I'm glad to have people who understand about this!

Kelly

ETA I have a fantastic doctor now who is not afraid to treat me. But he is not close by and I can't see him as often as I would like. Also, I got a lot worse during the 11 years that went by before I found him. Though there were docs who didn't help, there were many who did.
 

Victoria

Senior Member
Messages
1,377
Location
Melbourne, Australia
I have never seen chronic illness or pain as a "punishment" or "bad karma" or such. I am not religious in the conventional sense (although I was forced to go to Sunday School & Church as a child, which I eventually rebelled against around the age of 12 or so).

I see it as an opportunity to learn something about myself & the interdependance each person has with those around them.

I am now seeing chronic pain & illness as an opportunity - to slow down, look around me & find some true meaning in my existence. I think I was very superficial at one stage in my life - particularly in my partying 20's stage of life. Now I feel as though, my blinkered eyes are finally freed & I can see clearly who I am, where I'm going & how I want to really live my life.

So illness, in one way, has been a very positive & enlightening experience.

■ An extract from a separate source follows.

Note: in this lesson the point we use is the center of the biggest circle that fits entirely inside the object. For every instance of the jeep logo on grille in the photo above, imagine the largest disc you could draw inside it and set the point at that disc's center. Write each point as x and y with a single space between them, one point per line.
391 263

It's shown me my true nature & awareness of how I'm living my life (in the present moment). It's also given me the opportunity to be more supportive & positive in the way I relate to strangers. Perhaps "illness & pain" has given me a link to those in need. As a very solitary, reclusive type of person, illness is a good experience for me :innocent1: ).

(Mind you, next time I have an excruciating attack of pain, I will forget I ever wrote this post saying it was a postive experience :D).

Illness can also be seem as a very grounding experience for high flyers too.